Der Handelsverband Deutschland (HDE) bewertet die Lage weiter kritisch. „Die Lage im Einzelhandel ist alles andere als gut“, sagte HDE-Hauptgeschäftsführer Stefan Genth. Die Konsumstimmung bewege sich seit längerer Zeit auf dem Niveau des zweiten Corona-Lockdowns und sei damit zu schwach, um der Branche spürbaren Auftrieb zu geben. Belastend wirkten weiterhin die internationalen Krisen sowie die politische Unsicherheit.
Für das Gesamtjahr 2026 erwartet der HDE ein nominales Umsatzwachstum von zwei Prozent. Real soll der Zuwachs lediglich 0,5 Prozent betragen. Wachstumstreiber bleibt nach Einschätzung des Verbands vor allem der Online-Handel. Gleichzeitig fordert der HDE Reformen zur Entlastung von Unternehmen und Verbrauchern, etwa bei Lohnnebenkosten, Energiepreisen und Bürokratie.
Etwas verbessert hat sich zuletzt das Geschäftsklima im Einzelhandel. Der entsprechende Index des Ifo-Instituts stieg im Juli von minus 32,4 auf minus 28,7 Punkte und legte damit zum dritten Mal in Folge zu. Von einer nachhaltigen Erholung könne jedoch noch keine Rede sein, betonte das Ifo. Viele Händler blickten weiterhin zurückhaltend auf den weiteren Jahresverlauf.
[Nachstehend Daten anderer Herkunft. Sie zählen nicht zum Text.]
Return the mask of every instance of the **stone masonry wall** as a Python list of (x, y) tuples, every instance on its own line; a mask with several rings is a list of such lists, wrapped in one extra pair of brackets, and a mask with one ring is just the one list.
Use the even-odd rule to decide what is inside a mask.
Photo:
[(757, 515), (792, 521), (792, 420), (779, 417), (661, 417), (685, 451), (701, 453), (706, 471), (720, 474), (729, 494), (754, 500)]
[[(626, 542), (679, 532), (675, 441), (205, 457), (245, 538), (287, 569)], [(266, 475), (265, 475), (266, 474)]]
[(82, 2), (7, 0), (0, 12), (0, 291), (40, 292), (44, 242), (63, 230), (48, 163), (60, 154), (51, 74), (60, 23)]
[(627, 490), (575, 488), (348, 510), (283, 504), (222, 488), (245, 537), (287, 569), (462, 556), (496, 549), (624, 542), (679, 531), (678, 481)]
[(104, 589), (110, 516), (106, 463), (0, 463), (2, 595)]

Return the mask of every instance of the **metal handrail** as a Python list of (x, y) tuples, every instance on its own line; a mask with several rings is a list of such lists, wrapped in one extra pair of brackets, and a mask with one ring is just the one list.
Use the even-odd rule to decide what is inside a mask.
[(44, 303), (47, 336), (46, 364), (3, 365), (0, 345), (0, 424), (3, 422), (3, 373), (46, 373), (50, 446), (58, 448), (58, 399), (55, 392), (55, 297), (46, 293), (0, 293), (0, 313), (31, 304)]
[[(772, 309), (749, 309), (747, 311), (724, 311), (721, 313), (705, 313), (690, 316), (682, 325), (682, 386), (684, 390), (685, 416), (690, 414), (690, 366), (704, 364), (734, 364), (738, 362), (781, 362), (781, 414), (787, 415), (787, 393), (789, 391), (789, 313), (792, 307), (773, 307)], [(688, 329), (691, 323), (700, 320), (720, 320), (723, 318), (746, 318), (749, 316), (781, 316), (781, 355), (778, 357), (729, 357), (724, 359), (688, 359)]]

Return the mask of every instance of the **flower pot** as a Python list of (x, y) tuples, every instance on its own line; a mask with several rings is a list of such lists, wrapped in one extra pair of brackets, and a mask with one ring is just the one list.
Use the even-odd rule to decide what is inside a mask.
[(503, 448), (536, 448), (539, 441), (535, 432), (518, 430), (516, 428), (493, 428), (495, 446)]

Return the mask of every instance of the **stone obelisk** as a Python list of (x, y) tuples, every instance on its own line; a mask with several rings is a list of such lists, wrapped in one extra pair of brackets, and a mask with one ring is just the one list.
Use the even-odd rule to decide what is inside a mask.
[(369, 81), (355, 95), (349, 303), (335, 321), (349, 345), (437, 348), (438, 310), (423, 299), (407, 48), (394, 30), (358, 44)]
Die Unsicherheit durch den Nahostkonflikt und steigende Inflationsrisiken belasteten die Verbraucherstimmung.
Im Juni musste der Einzelhandel zudem einen Dämpfer hinnehmen. Gegenüber dem Vormonat gingen die Umsätze nominal um 1,0 Prozent und preisbereinigt um 0,7 Prozent zurück. Damit fiel der Rückgang stärker aus als von vielen Ökonomen erwartet.